Permanecí callado unos minutos, tratando de reunir la fuerza para tomar alguna actitud, la que fuese. Miré alrededor, a la gente, que ajena a mi naufragio, bebía, charlaba o se divertía. Pensé en que mi drama era aún mayor porque no pasaría nada después de él. Igual que cuando alguien se marcha o se muere, el impacto apenas duraría un momento, y la vida seguiría para todos.
Así, la autocompasión trajo de la mano al peor de los compañeros, el despecho.
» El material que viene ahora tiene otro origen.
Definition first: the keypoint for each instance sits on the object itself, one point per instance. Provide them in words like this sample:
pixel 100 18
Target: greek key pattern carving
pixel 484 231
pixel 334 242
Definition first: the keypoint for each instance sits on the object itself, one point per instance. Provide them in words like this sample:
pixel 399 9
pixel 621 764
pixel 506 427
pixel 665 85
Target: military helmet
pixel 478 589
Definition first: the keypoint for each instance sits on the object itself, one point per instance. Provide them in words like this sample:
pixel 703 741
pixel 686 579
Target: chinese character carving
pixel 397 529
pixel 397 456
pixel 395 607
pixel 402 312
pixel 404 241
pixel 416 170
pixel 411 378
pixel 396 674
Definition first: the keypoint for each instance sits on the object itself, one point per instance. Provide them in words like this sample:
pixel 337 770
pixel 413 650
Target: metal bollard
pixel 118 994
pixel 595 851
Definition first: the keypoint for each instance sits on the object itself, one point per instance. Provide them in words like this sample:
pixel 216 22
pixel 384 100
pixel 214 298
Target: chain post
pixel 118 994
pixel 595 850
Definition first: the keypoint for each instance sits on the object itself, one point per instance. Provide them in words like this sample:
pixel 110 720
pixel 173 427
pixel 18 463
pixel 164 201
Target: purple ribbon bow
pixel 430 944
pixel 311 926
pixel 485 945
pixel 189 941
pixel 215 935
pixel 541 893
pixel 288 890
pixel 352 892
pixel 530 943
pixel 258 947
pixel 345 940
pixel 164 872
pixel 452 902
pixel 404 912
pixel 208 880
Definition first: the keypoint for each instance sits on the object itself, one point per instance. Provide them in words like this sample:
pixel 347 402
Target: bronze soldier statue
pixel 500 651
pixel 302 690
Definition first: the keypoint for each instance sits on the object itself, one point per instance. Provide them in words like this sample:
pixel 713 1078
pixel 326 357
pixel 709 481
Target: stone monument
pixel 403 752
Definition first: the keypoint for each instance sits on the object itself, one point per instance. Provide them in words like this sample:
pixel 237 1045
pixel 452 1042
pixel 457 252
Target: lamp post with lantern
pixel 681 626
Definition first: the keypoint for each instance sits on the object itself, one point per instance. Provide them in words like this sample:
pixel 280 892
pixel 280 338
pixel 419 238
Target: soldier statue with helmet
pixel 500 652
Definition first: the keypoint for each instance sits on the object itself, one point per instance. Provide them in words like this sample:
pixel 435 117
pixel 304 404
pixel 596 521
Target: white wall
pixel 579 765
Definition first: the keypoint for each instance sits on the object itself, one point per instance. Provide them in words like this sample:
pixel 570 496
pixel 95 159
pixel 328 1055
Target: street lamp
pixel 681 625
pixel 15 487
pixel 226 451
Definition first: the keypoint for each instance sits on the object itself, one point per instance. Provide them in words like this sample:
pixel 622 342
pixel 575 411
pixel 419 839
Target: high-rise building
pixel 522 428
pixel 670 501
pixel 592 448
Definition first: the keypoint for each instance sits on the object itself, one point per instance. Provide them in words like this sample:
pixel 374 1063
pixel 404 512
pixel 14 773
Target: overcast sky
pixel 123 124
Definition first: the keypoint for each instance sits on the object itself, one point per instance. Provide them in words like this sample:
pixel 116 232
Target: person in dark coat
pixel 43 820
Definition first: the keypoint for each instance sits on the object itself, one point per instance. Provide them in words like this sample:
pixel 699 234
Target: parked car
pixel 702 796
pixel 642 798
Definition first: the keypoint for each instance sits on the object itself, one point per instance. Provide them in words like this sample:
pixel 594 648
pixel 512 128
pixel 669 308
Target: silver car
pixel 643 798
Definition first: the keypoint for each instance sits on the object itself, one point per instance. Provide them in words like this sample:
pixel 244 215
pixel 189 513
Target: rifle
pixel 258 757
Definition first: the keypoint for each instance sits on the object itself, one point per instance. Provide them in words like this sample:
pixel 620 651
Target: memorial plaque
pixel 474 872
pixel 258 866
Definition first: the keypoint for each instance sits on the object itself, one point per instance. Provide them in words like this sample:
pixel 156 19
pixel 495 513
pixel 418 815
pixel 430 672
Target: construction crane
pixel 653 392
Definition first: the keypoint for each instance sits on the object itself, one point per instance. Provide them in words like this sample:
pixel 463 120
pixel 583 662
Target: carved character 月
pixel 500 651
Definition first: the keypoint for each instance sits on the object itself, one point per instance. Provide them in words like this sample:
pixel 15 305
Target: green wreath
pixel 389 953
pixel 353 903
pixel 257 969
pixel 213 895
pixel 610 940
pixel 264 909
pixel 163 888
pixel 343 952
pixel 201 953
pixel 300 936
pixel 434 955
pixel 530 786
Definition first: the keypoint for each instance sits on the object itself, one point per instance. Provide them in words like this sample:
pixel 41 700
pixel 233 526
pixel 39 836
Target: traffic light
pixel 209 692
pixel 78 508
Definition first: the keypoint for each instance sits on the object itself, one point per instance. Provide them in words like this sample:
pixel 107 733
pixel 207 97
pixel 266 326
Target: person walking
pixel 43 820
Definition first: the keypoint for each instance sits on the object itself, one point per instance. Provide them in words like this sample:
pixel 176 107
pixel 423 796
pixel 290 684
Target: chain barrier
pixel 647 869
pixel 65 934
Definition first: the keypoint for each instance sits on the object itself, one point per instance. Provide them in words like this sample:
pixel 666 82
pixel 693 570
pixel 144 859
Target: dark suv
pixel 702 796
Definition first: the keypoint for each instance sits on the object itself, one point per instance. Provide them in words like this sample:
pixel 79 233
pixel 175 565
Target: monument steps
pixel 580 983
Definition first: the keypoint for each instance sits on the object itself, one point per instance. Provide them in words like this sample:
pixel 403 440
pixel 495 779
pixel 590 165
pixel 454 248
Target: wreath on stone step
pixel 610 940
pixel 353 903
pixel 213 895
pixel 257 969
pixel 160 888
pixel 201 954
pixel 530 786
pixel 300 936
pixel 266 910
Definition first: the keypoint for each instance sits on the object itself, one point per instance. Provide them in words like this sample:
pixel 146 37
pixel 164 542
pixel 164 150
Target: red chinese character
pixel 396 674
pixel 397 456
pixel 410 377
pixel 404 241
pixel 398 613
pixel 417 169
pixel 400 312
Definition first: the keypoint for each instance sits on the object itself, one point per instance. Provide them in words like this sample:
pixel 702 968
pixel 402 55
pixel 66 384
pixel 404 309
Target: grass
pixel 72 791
Ante lo inevitable, renuncié a un postrero episodio de placer con la mujer a la que todavía amaba, por disfrutar de una pose de digno y estúpido orgullo, y de ese modo elegí un frío adiós.

Aquella noche di por la radio la noticia de la muerte de Freddie Mercury con lágrimas en los ojos, aunque no sabía si en realidad eran por él o por mí. Y nunca le olvidaré, porque mientras él agotaba su vida yo perdía parte de la mía como el que se deja agua en el vaso sintiendo aún sed. Vivir hasta el fin, apurar las copas, era algo que sólo les estaba reservado a personas como Luna, o como Freddie. Y maldije el fatalismo que tanto me pesaba, que me impedía hacer otra cosa que no fuera rebozarme en la amargura.